# Homebuild table saw



## lotsasteam (Jan 3, 2008)




----------



## OldNoob (Apr 30, 2016)

Nice simple hobby saw. i like the idea. less cost than a Proxxon for sure.


----------



## Treeman (Jan 6, 2008)

Just pull all of the items needed from your parts bins.


----------



## steamermeister (Feb 20, 2013)

There's a lot of these make-it-yourself tool videos out there. I feel like for the time and money you put in vs the quality of tool you end up with Harbor Freight is probably a better option. That is, unless your ambition is in fact to built your own mini table saw and not just save money on owning one.


----------



## Kovacjr (Jan 2, 2008)

Yes it will cut wood, but not at any accuracy for modeling really. Tons if crazy DIY stuff, but for the most part its a exercise of building something that is the same of a commercial product but rarely the quality.

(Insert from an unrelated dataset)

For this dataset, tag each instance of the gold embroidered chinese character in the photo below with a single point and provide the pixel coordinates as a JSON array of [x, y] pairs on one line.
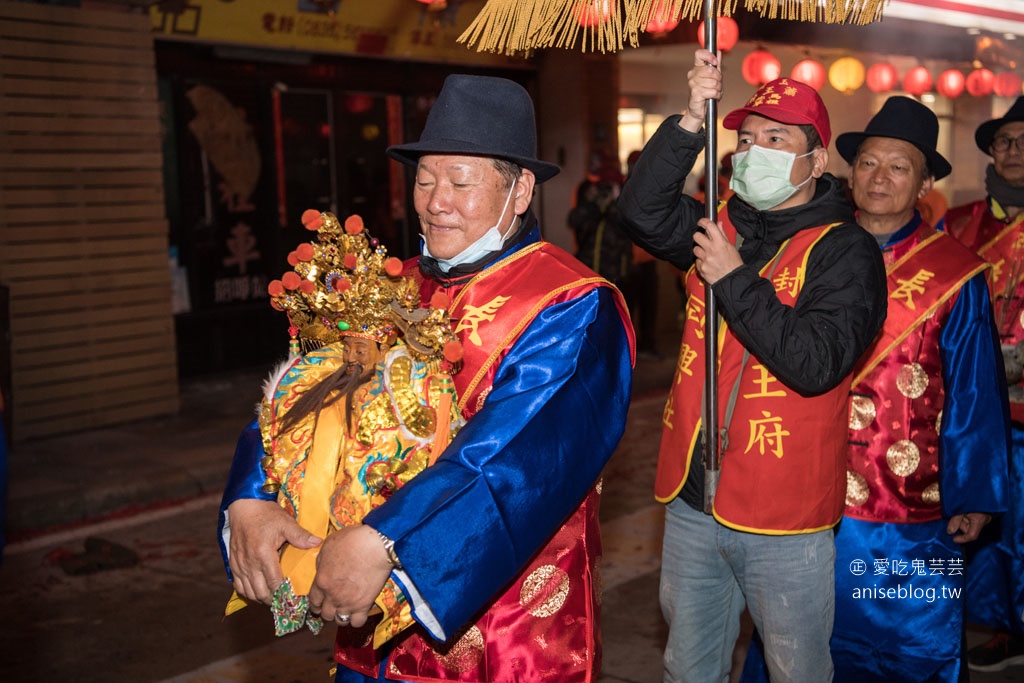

Years ago I built a tablesaw from 3/8" alum jig plate a true miter slot/guide but it was a fixed height blade. 4" blades. It worked. it was smooth running for the most part, the motor was not great. But it was dead on parallel to the slot and gave perfect cross cuts. In the end I sold it for 125.00. Not even close to the time put in or material. Went and bought a Byrnes saw and never looked back.

I do know in the archives IF they go back that far would be some photos of it and the machining.


----------